Arbitron: FCC Has 'Absolutely No Authority' To Regulate PPM

WASHINGTON -- July 2, 2009: Arbitron has filed its comments in the FCC's notice of inquiry on whether to launch a formal investigation of the Portable People Meter and the technology's effect on minority radio, saying flatly that the FCC has "absolutely no authority to impose regulations upon Arbitron's exciting new technology for more reliably measuring radio-station listeners' exposure to stations- signals -- known as the Portable People Meter or PPM -- than is achievable using the older paper-and-pencil method for consumers to self-report their listening experiences in a journal-type diary."

Arbitron points out in the filing that Congress has several times declined to put audience measurement under federal regulation and says the courts have "repeatedly rebuffed attempts by the FCC to assert jurisdiction over specific kinds of communications-related activities that are not themselves addressed in the [Communications] Act, simply based upon generalized statements of policy or intent that can be found in the commission's enabling statute."

Arbitron also responds to a theory -- advanced publicly by former FCC Commissioner Jonathan Adelstein -- that the FCC may regulate the PPM based on its dependence on embedded radio signals. The filing asserts, "The commission may not restrain the transmission of that lawful information consistent with the protection of those stations' and Arbitron's freedom of speech and expression established in the First Amendment and jealously guarded by the courts."

Arbitron also supplies a detailed description of the PPM technology and says, "Notwithstanding the progress that the PPM service represents over the diary, Arbitron shows in these comments that it is actively and continuously seeking out suggestions for improvements in the PPM methodology."

The filing also claims that radio is "in danger of falling behind other media platforms," such as television, the Internet, and mobile audio services, that are moving to measurement methods similar to the PPM. Says Arbitron, "In order to stay competitive with these other media in attracting advertising dollars, radio must adapt to the 21st century, even if there will be temporary dislocations for some stations in making the transition from the diary to the PPM service."

'No Consistent Pattern'

Arbitron says it has found "no consistent pattern" of stations targeting minority audiences "experiencing only losses in their diary-based market rankings or audience ratings." The filing continues, "To the contrary, these comments point out minority-targeted stations that have seen their market ranking, and/or their audience rating, fluctuate from the last diary-based report to more recent PPM-based reports, with some stations showing improvements, others staying about the same, and some showing drop-offs, but with variations from one PPM-report to the next."

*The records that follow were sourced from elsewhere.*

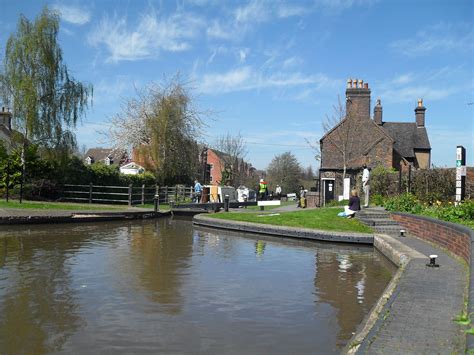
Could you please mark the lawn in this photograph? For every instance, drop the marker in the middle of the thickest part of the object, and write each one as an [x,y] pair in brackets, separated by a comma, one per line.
[283,203]
[324,218]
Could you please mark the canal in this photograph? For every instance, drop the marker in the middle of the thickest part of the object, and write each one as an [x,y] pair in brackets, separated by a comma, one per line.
[164,286]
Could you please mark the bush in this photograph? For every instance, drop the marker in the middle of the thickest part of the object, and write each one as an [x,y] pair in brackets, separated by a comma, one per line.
[406,202]
[434,184]
[384,181]
[377,199]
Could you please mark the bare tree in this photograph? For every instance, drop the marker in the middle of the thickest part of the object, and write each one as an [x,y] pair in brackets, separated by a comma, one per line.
[161,126]
[233,152]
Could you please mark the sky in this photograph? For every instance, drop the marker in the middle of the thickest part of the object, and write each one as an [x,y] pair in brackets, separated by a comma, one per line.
[273,70]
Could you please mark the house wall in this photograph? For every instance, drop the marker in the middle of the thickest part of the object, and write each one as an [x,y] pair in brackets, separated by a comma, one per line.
[423,159]
[366,144]
[214,160]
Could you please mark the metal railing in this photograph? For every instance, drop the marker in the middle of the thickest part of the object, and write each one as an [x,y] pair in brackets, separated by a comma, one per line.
[131,195]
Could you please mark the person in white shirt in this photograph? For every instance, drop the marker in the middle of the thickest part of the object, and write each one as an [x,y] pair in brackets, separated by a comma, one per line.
[366,184]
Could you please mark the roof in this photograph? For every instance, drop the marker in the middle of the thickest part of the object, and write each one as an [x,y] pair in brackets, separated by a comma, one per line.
[132,165]
[407,136]
[102,153]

The filing later cites Radio One's KBXX and KMJQ/Houston, which dropped sharply in ratings when the PPM was implemented and have since "recovered and even improved upon their former rankings, with KBXX-FM resuming its number one position and KMJQ-FM climbing up to a number two ranking." Arbitron also points to Urban WWPR/New York and Hispanic-targeted WSQK/New York, KSCAA/Los Angeles, WLEY/Chicago, and KRZZ/San Francisco and says they "either maintained or even bettered their market rankings in the transition from diary to the PPM service."

Says Arbitron, "The facts do not support the proposition that PPM-based reports uniformly and categorically result in reductions in the reported listenership of stations that cater to minorities."